Russell received a scholarship and became an All-American, teaming with guard KC Jones, a future Celtic teammate, to lead San Francisco to NCAA championships in his final two seasons. Following a loss to UCLA in Russell’s junior year, the team won 55 straight games. He averaged more than 20 points and 20 rebounds per game in his three college seasons.
“No one had ever played basketball the way I played it, or as well,” Russell told Sport magazine in 1963, looking back on his college career. “They had never seen anyone block shots before. Now I’ll be smug: I like to think I created a whole new style of play.”

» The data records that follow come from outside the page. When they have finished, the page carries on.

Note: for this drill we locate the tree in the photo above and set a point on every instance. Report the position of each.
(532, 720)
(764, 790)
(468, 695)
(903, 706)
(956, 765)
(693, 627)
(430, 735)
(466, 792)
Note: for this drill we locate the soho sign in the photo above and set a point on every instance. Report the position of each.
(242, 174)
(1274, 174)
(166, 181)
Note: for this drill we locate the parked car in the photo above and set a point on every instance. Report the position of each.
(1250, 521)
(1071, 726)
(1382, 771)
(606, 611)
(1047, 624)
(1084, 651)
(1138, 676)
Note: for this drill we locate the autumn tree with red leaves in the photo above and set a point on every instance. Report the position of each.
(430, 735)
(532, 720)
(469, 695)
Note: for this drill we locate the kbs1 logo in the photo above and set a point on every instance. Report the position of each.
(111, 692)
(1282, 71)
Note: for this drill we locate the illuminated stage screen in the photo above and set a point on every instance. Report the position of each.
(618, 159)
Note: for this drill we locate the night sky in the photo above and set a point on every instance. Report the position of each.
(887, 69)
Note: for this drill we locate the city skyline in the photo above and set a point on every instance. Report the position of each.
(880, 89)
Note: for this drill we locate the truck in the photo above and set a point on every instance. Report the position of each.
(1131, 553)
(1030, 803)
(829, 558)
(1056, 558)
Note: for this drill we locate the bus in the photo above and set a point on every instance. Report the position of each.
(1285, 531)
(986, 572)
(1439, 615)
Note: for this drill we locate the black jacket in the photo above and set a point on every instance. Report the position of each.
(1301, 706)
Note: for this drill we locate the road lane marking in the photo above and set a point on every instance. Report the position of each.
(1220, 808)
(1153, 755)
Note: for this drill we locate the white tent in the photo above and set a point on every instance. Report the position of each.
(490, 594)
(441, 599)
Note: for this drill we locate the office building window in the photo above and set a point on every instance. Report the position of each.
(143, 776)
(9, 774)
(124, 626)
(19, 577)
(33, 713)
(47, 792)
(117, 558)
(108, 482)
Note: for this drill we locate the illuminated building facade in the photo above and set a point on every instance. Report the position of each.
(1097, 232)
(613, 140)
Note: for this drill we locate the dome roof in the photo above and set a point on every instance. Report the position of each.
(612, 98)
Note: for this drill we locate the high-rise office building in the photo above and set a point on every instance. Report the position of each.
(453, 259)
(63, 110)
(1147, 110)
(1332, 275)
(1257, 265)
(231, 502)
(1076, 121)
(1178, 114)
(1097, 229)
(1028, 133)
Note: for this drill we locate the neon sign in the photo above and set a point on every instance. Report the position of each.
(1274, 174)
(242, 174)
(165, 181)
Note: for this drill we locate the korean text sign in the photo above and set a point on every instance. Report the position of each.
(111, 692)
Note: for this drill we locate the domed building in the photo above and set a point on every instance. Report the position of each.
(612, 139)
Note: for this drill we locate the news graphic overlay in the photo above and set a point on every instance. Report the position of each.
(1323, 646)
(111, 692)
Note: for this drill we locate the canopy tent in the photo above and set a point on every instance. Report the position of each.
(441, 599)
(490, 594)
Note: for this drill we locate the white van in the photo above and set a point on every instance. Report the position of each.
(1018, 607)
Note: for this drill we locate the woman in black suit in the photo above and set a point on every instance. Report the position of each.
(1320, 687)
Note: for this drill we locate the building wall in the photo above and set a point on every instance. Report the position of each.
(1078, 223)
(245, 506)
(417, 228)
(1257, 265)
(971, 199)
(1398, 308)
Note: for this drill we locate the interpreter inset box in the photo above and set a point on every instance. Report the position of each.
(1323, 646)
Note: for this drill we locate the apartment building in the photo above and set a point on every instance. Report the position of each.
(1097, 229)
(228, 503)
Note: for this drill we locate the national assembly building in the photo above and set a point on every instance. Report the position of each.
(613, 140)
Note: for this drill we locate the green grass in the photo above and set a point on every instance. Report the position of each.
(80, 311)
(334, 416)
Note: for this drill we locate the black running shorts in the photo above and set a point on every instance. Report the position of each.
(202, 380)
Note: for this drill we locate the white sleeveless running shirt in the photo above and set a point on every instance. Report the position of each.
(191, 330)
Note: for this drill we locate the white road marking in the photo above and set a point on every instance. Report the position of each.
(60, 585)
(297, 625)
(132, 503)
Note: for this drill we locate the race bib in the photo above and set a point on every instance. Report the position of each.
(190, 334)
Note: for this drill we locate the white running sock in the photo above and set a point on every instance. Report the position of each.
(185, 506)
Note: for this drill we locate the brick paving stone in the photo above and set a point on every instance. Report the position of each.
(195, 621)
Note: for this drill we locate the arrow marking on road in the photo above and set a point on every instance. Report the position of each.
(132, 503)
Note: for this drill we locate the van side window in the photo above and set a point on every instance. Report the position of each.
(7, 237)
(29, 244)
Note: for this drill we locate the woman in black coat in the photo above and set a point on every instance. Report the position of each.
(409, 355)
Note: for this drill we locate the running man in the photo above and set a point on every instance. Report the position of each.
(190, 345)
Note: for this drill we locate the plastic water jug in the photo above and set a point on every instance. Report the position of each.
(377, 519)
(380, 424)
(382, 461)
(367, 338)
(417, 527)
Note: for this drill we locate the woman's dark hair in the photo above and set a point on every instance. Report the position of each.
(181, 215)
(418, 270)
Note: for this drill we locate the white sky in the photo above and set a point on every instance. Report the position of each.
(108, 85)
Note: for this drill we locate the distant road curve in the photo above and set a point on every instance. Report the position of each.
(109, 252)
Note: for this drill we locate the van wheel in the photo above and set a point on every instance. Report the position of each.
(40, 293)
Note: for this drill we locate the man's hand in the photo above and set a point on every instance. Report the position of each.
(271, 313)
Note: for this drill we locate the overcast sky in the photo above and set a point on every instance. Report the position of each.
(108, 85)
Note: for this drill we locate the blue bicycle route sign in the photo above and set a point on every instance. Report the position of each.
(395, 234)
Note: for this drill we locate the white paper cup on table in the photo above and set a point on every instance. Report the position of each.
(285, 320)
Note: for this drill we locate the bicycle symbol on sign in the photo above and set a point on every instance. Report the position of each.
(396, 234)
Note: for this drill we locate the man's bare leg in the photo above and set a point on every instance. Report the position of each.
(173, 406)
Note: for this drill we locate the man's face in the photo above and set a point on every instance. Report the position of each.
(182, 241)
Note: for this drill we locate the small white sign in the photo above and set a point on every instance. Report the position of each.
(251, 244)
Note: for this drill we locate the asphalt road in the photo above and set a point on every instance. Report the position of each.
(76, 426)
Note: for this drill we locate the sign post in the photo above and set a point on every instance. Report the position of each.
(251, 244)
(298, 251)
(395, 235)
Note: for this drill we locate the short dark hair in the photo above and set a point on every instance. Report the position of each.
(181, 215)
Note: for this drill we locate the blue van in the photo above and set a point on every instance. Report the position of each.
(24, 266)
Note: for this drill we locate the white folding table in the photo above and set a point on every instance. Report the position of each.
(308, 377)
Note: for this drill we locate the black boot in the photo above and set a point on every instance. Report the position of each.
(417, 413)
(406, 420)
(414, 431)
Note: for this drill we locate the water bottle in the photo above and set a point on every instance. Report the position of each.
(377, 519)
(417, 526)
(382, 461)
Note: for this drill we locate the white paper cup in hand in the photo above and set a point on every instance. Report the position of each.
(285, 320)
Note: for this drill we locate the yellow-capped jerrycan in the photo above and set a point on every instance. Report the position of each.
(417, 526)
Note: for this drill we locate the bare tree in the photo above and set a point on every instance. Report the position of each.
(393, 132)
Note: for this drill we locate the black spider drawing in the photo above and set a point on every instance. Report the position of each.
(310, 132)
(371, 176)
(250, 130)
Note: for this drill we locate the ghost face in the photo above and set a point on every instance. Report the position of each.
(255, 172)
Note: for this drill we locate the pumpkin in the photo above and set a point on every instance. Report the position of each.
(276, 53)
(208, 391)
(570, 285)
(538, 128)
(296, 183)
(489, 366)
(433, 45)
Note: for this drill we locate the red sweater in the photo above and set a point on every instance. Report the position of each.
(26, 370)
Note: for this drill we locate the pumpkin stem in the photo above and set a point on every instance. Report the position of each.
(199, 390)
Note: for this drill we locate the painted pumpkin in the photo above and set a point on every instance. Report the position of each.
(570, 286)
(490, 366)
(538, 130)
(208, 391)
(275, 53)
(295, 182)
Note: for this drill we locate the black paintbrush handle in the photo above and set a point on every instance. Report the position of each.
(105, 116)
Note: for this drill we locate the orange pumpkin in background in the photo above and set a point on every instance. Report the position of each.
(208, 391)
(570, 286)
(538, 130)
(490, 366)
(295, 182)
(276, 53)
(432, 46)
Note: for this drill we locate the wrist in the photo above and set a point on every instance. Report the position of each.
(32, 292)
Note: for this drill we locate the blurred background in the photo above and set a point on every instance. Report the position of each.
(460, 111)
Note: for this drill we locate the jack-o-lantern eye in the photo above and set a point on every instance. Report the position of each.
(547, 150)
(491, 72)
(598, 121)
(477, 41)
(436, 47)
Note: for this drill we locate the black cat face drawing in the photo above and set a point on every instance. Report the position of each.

In the mid-1950s, the Celtics had a very talented team with Bob Cousy, the biggest little man in the league, and sharpshooter Bill Sharman at guard and Ed Macauley, an excellent shooter, up front. But lacking a dominant center, they had never won a championship.
The Rochester Royals owned the No. 1 pick in the 1956 NBA draft, but they already had an outstanding big man in Maurice Stokes and were unwilling to wage what owner Les Harrison believed would be a war of offers for Russell with the Harlems. Globetrotters, who were allegedly willing to offer him a lucrative deal. So the Royals recruited Sihugo Green, a guard from Duquesne.
The St. Louis Hawks had the second pick in the draft, but they didn’t think they could afford Russell either. Auerbach convinced them to trade that pick to the Celtics for Macauley, a St. Louis native, and Cliff Hagan, a promising rookie. That allowed Boston to take Russell.